This is what is sitting in our wetlands! Beautiful green space for us to cherish. The lush greenery helps to clean the air, gives natural purifiers for our water, and provides a natural habitat for many species of amphibians, reptiles, birds, and mammals which are essential to our ecosystem. But this is what lives there.
Last month, I joined a team of my colleagues from Atlas along with other volunteers in a clean-up effort for the Great Gwinnett Wetlands. We cleaned up trash from the floodplain and wetlands bordering a section of Sweetwater Creek. There were times that I had to pause to just look at and touch the variety of plants growing, the water lilies that thrive and the colors that are so vibrant and alive there. It was simply breathtaking beauty.
Our work area was located on the right bank of Sweetwater Creek on the property of Bethesda Park, but cut-off from the Park by the creek itself. The area has a sewer easement running through it, which provided excellent access to the wetlands, and is surrounded by residential development. In just three hours, a crew of 17 volunteers cleaned approximately eight acres of wetlands along a 2,300ft. section of the creek. In the end, an estimated 1,800 pounds of trash were collected in 94 bags, 15 tires, a mattress, and water heater, and a bicycle.
As I walked along picking up garbage, there were two things that struck me. How does all this trash end up in these wetlands? Second, there are so many simple things that can be done to keep these life-giving spaces safe, healthy and beautiful for generations to come.

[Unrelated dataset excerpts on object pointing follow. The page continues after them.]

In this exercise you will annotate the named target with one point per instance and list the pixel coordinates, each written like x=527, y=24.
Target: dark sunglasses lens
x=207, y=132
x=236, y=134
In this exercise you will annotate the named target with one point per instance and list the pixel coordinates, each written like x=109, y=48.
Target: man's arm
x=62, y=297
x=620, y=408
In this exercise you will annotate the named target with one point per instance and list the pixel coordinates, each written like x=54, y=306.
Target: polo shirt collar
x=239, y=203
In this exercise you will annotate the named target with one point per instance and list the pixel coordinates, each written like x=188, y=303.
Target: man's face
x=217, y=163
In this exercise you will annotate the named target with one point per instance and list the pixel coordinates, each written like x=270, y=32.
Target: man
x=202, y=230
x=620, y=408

To answer the first question – trash thrown in parking lots, roadways, ball fields, restaurants, on the streets gets swept up with floodwaters and back into rivers and creeks, and then into these wetland areas. Wetlands across the US provide many important services to the environment and to the public. They offer critical habitats for fish, waterfowl, and other wildlife; they purify polluted waters; and they help check the destructive power of floods and storms. Wetlands act as natural water purifiers, filtering sediment and absorbing many pollutants in surface waters. In some wetland systems, this cleansing function also enhances the quality of groundwater supplies. I am fascinated by the fact that wetlands present along rivers and streams absorb energy and store water during storms, which reduces downstream flood damage and lessens the risk of flash floods. The slow release of this stored water over time can help keep streams flowing during periods of drought. As a foodie, I love that wetlands provide food, cover, spawning, and nursery grounds for freshwater and marine life including trout, striped bass, pike, sunfish, crappie, crab, and shrimp. And, they are particularly vital to many migratory bird species. Nearly 7000 plant species live in U.S. wetlands, many of which can only survive in these wet environments.*
Wetlands are a productive and valuable resource that is worthy of protection and restoration. But all this beauty and value to our environment is at risk – simply because we are careless about how we dispose of our trash. And talk about TRASH! There were mattresses, a water heater, tires, children’s toys, soccer balls, and tennis balls! But the overwhelming item discarded in this wetland area was plastic bottles.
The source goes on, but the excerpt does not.